They, uh, got it wrong.
It’s APES WEEK! Because this week is the 50th anniversary of 1968’s Planet of the Apes! For the complete APES WEEK INDEX of stories, click here.
While doing some research for APES WEEK (click here), I happened upon The New York Times’ original review of 1968’s Planet of the Apes.
The review, dated Feb. 9, 1968, was written by critic Renata Adler, who later became a controversial figure in literary circles. (Check out these pieces in The Guardian and The Atlantic if you want some background and perspective.)
Anyway, the review is brief, not at all presaging the pop-culture juggernaut that the movie, its sequels, reboots and attendant merchandising would become.
It leads off by mentioning that the film opened the day before in Manhattan (its national release wouldn’t be until April) and asserting that “It is no good at all, but fun, at moments, to watch.”
In all, it’s four paragraphs of perfunctory dismissiveness, with a side of deadpan, casual racism thrown in.
You have to read it.
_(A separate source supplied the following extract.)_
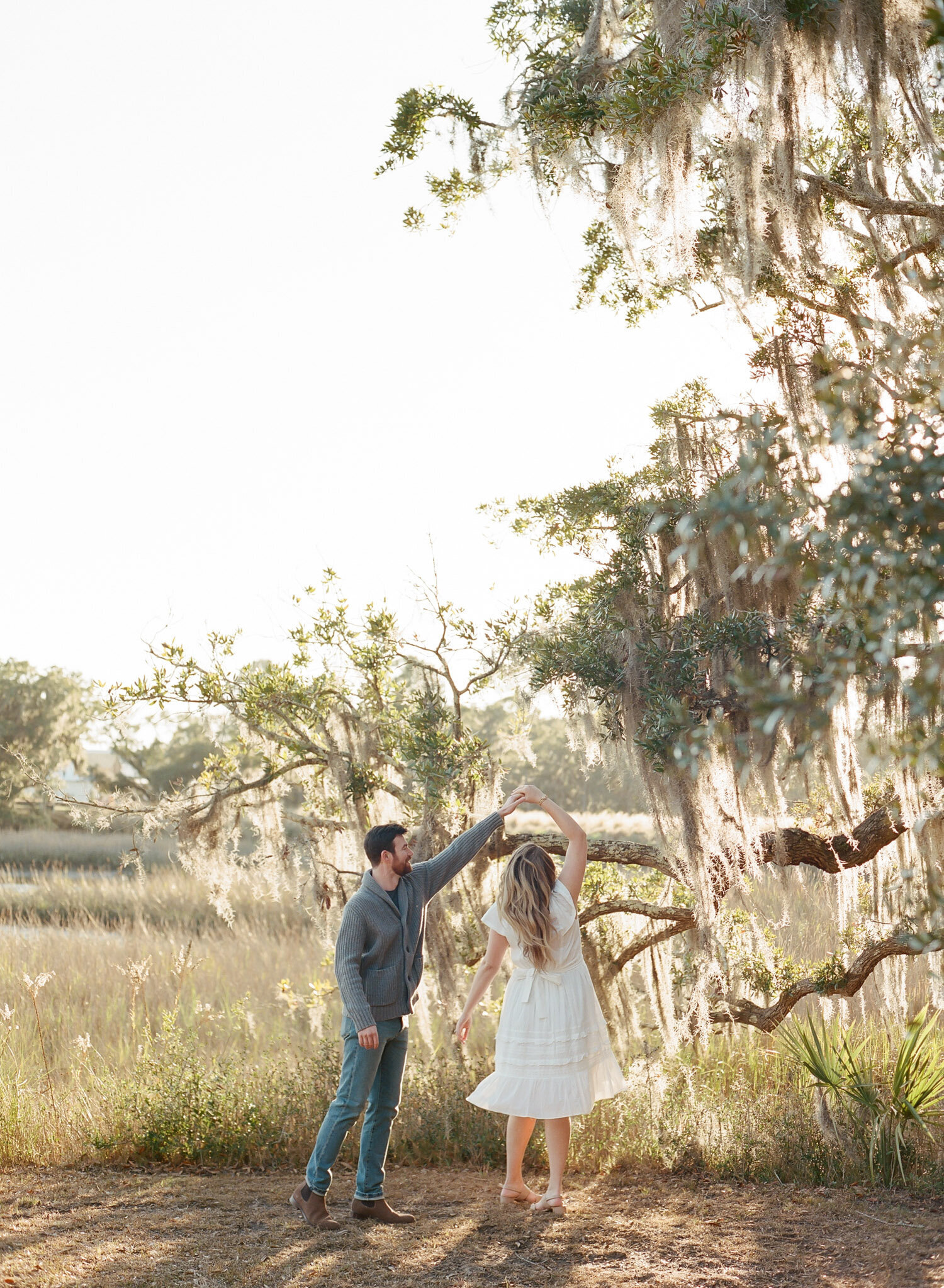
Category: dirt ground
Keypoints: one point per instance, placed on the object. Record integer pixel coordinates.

Click here to check it out.***
But take care. I almost sprained my eyeballs by rolling them too hard.
*** UPDATED 2/9/18: It looks like the NYT has taken the review down. There’s now a message that says “Page Not Found.” To mix franchises, all I can say is “Fascinating.” For a very truncated version, click here.
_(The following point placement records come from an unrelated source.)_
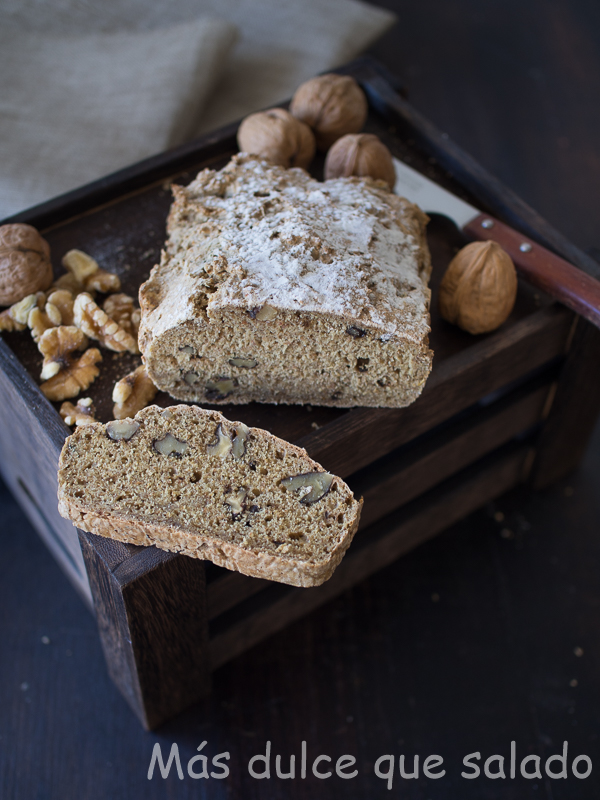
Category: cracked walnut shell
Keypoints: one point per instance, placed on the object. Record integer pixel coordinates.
(332, 105)
(132, 393)
(362, 155)
(96, 324)
(278, 137)
(78, 375)
(479, 288)
(25, 266)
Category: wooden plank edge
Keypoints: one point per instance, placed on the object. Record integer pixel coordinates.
(437, 457)
(400, 537)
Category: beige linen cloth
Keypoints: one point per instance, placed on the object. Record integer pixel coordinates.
(90, 87)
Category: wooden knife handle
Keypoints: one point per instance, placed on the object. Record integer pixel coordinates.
(543, 269)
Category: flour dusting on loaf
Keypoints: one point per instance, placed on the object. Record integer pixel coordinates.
(278, 288)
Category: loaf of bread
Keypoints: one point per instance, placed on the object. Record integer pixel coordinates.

UPDATED 2/9/18, PART 2: I have also found one of the four paragraphs elsewhere online. Here it is: “A most unconvincing spaceship containing three men and one woman, who dies at once, arrives on a desolate-looking planet. One of the movie’s misfortunes lies in trying to maintain suspense about the planet it is. The men debark. One of them is a relatively new movie type, a Negro based on some recent, good Sidney Poitier roles – intelligent, scholarly, no good at sports at all. Another is an all-American boy. They are not around for long. The third is Charlton Heston.”